India, like most emerging markets, will continue to face headwinds from the Greece crisis, which is being seen as a possible contagion risk for some developing markets. A bottom for India’s markets could, however, be seen in about 2-3 weeks, experts said.
On Monday, the benchmark 30-share Sensex index closed at 27,645.15 points, down 0.60 percent or 166.69 points, its lowest point since April-end, as a further sell-off from foreign investors loomed.
Foreign portfolio investors have been selling Indian shares since May this year - worth Rs 84.88 billion– as domestic economic growth has yet to pick up in a major way and corporate earnings remained weak.
On Monday, the Indian rupee slid against the dollar to 63.86, down 0.6 percent from its previous close – the most since June 8. Yields on India’s 10-year bonds were at 7.89 percent.
“It’s fingers crossed till July 5,” said Hitesh Agrawal, head of research with Reliance Securities, part of the Anil Ambani-led Reliance Group.
Last week, in Greece, their Prime Minister Alexis Tsipras called a referendum on July 5 when voters in Greece will decide whether to accept a bailout deal by creditors. Greek banks will remain closed until the referendum is held.
India, like several emerging markets, has seen a flight of capital already. Foreign investors would like to lighten their positions further,” says Agrawal.
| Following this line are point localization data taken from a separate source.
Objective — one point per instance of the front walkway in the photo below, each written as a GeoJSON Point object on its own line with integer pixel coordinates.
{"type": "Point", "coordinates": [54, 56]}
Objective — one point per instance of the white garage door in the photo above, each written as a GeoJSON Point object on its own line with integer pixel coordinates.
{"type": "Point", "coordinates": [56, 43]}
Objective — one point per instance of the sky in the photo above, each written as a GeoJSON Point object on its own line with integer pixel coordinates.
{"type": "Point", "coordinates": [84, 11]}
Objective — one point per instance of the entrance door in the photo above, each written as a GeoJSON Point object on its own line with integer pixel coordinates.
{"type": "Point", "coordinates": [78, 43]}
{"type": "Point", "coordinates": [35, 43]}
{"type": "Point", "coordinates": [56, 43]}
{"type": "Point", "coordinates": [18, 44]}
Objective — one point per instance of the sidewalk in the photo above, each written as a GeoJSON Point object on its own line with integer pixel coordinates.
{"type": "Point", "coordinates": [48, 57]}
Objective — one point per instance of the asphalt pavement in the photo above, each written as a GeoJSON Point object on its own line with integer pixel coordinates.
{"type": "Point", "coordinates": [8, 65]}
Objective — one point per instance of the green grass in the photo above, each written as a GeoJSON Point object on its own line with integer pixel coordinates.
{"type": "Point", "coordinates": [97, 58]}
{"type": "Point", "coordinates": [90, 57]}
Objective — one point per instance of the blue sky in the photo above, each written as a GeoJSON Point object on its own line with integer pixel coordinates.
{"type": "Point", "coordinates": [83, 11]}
“Greece’s decision to hold a referendum has increased the odds of it exiting the Eurozone. But this decision will depend on the final agreement between Greece and euro, post the referendum,” says Vinod Nair, head of fundamental research, Geojit BNP Paribas Financial Services.
Nair said on Monday that India’s markets showed a bit of “resilience” by bouncing back 435.96 points from an intra-day low of 27,209.19. But global investors will be at a risk-off mode, by the time the final outcome will be understood, Nair said.
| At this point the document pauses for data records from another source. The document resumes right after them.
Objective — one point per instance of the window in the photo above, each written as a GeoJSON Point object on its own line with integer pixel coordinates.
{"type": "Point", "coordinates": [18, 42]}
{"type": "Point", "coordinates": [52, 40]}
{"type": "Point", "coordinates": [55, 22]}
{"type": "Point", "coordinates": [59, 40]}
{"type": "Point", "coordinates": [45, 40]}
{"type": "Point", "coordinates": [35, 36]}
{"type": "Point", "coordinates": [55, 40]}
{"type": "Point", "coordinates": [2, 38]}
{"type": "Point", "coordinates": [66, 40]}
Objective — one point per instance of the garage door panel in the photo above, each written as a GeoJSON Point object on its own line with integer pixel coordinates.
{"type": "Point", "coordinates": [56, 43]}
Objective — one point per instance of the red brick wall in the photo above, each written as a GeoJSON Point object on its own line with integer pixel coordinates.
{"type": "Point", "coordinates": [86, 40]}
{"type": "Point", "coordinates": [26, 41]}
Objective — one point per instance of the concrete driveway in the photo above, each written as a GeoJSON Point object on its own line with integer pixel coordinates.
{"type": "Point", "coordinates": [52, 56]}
Nomura analysts, in a latest report, say that beyond the short-term ‘knee-jerk’ negative market reaction seen, they do not expect it to escalate into a systemic European crisis. The rationale for this is that unlike previous global concerns in 2011-12, the Greek drama has now been unfolding for several years. “So now it is much less of a surprise to financial markets,” says Nomura’s chief economist and managing director Rob Subbaraman, in a note to clients.
Also, Greece has a small economy that comprises less than two percent of euro area GDP, and compared to 2011-12, the rest of the euro area is in a much stronger economic position.
India’s rupee was trading at 63.86 to the dollar, a near two-year-low, in evening trade. Analysts expect the rupee to remain subdued for at least six months due to the Greece factor and its fallout and until local inflationary pressures weakened further.
“We expect the rupee to remain in the 62-64 range for the next six months,” says Naveen Mathur, associate director (commodities and currencies), Angel Broking.
Agrawal said India’s stock markets could bottom out over the next three weeks, as by that time, there would be clarity on the progress of monsoon activity across India and the Greece turmoil. Also, fund managers who were underweight on India may also want to relook at India, considering that China has fallen out of favour with global investors in recent weeks. [The Shanghai composite index has fallen by 19 percent since June 12].
But for foreign inflows to improve in a major way, a recovery in corporate earnings growth would be needed.